Find multiple substrings in strings and record location

Question

The following is the script for finding consecutive substrings in strings.

use strict;
use warnings;

my $file="Sample.txt";
open(DAT, $file) || die("Could not open file!");

#worry about these later
#my $regexp1 = "motif1";
#my $regexp2 = "motif2";
#my $regexp3 = "motif3";
#my $regexp4 = "motif4";

my $sequence;

while (my $line = <DAT>) {
    if ($line=~ /(HDWFLSFKD)/g){
        {
        print "its found index location: ",
        pos($line), "-",  pos($line)+length($1), "\n";        
        }
        if ($line=~ /(HD)/g){
                print "motif found and its locations is: \n";
                pos($line), "-", pos($line)+length($1), "\n\n";
                }
                if ($line=~ /(K)/g){
                        print "motif found and its location is: \n";
                        pos($line), "-",pos($line)+length($1), "\n\n";
                        }
                        if ($line=~ /(DD)/g){
                                print "motif found and its location is: \n";
                                pos($line), "-", pos($line)+length($1), "\n\n";
                                }
}else {
        $sequence .= $line;
        print "came in else\n";
    }
}

It matches substring1 with string and prints out position where substring1 matched. The problem lies in finding the rest of the substrings. For substrings2 it starts again from the beginning of the string (instead of starting from the position where substring1 was found). The problem is that every time it calculates position it starts from the beginning of string instead of starting from the position of the previously found substring. Since substrings are consecutive substring1, substring2, substring3, substring4, their positions have to occur after the previous respectively.

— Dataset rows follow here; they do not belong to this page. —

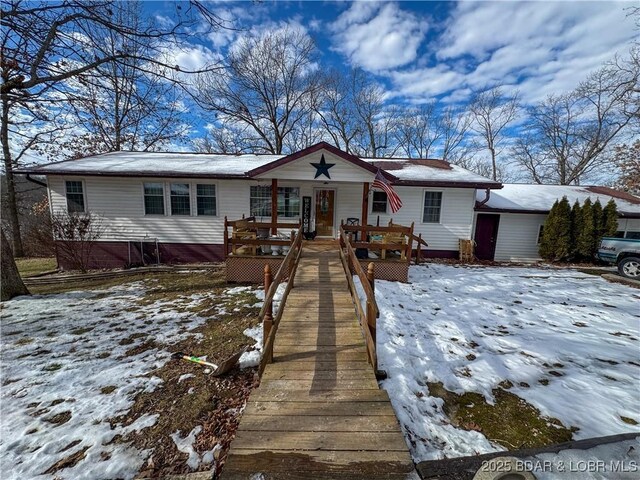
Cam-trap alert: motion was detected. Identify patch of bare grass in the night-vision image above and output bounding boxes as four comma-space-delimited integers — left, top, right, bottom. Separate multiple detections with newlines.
427, 382, 577, 450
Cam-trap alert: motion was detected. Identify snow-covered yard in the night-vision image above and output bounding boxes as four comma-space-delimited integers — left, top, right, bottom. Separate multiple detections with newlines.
376, 264, 640, 461
0, 282, 261, 479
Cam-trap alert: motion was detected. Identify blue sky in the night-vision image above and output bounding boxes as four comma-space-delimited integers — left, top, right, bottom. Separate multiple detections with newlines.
145, 1, 638, 109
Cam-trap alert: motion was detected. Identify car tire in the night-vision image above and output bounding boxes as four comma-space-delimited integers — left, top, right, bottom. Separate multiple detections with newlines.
618, 257, 640, 280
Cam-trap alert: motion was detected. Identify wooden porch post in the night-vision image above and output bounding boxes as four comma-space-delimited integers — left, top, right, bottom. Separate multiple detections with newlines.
271, 178, 278, 235
262, 263, 273, 363
359, 182, 369, 231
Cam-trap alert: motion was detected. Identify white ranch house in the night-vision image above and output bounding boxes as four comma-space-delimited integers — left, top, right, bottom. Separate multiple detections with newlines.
20, 142, 640, 267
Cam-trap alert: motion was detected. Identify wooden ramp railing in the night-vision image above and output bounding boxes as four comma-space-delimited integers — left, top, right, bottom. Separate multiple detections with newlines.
340, 225, 379, 372
258, 230, 302, 376
222, 242, 414, 480
340, 220, 429, 264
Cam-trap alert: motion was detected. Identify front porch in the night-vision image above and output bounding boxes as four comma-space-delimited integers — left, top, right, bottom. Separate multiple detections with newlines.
224, 212, 427, 283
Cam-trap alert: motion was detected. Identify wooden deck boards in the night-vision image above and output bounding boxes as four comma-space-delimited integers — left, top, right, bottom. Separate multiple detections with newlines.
222, 244, 413, 479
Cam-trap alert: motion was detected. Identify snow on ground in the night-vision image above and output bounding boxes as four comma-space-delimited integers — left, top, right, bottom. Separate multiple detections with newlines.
364, 264, 640, 461
0, 283, 260, 479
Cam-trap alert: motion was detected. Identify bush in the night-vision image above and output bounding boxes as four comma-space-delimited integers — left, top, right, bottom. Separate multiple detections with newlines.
32, 212, 104, 272
539, 197, 618, 262
540, 197, 571, 262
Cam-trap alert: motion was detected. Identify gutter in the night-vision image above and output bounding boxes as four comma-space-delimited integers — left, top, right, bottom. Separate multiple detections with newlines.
476, 188, 491, 208
27, 173, 49, 188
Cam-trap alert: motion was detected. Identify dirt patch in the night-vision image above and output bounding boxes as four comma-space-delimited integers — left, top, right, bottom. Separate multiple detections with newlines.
42, 447, 89, 475
45, 410, 71, 426
427, 382, 577, 450
106, 274, 259, 478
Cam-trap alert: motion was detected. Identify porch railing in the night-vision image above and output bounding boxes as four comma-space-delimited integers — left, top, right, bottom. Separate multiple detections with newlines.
340, 225, 379, 372
258, 229, 302, 376
340, 222, 415, 263
223, 217, 301, 257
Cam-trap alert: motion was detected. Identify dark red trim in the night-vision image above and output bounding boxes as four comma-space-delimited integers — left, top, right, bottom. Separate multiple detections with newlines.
13, 168, 248, 180
394, 180, 502, 190
58, 242, 224, 270
413, 248, 460, 258
586, 186, 640, 205
474, 205, 640, 218
247, 142, 397, 182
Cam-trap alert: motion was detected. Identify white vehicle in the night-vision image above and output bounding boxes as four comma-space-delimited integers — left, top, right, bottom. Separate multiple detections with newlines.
597, 237, 640, 280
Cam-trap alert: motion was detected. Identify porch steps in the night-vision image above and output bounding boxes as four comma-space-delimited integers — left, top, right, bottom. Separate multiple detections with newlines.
222, 243, 414, 480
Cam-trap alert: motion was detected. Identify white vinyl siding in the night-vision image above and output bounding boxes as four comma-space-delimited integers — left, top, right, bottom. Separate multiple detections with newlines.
143, 182, 164, 215
248, 185, 271, 217
422, 190, 442, 223
65, 180, 86, 213
48, 176, 475, 250
196, 183, 218, 216
47, 176, 244, 244
495, 213, 640, 262
370, 186, 476, 251
169, 183, 191, 215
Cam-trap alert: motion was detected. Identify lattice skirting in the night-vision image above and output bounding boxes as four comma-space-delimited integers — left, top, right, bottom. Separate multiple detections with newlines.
225, 256, 288, 284
351, 259, 409, 282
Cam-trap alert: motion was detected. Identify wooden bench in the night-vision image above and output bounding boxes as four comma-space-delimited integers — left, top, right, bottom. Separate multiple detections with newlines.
231, 217, 258, 255
370, 222, 407, 260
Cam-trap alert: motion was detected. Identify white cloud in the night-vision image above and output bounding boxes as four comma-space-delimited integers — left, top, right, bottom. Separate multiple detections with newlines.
390, 2, 637, 103
330, 2, 428, 71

Your code seems to have some problems with opening and closing brackets. Try to fix your indentation in order to sort this out. — Svante
– Svante, Commented May 7, 2009 at 13:08
Most of the Perl questions these days revolve around regular expressions in different contexts. Can we find a way to answer one such question decently and close all the others as dupes? — innaM
– innaM, Commented May 7, 2009 at 13:17
Reading perldoc perlretut once or twice and consulting perldoc perlreref as the need arises would yield the answer to most of these questions immediately. — Sinan Ünür
– Sinan Ünür, Commented May 7, 2009 at 13:31
agreed with @Manni. Someone with high reputation should make a good detailed wiki-page about regex and perl. — Omnipresent
– Omnipresent, Commented May 7, 2009 at 17:23

Community · Accepted Answer · 2020-06-20 09:12:55Z

2

Try this perl program

use strict;
use warnings;
use feature qw'say';

my $file="Sample.txt";
open( my $dat, '<', $file) || die("Could not open file!");

my @regex = qw(
  HDWFLSFKD
  HD
  K
  DD
);

my $sequence;

while( my $line = <$dat> ){
  chomp $line;
  
  say 'Line: ', $.;
  
  # reset the position of variable $line
  # pos is an lvalue subroutine
  pos $line = 0;
  
  for my $regex ( @regex ){
    $regex = quotemeta $regex;
    
    if( scalar $line =~ / \G (.*?) ($regex) /xg ){
      say $regex, ' found at location (', $-[2], '-', $+[2], ')';
      if( $1 ){
        say "    but skipped: \"$1\" at location ($-[1]-$+[1])";
      }
    }else{
      say 'Unable to find ', $regex;
      
      # end loop
      last;
    }
  }
}

edited Jun 20, 2020 at 9:12

CommunityBot

11 silver badge

answered May 7, 2009 at 19:47

Brad Gilbert

34.2k11 gold badges80 silver badges131 bronze badges

Sign up to request clarification or add additional context in comments.

3 Comments

Omnipresent Over a year ago

that is awesome and much less lines of code! gah I'm starting to love perl!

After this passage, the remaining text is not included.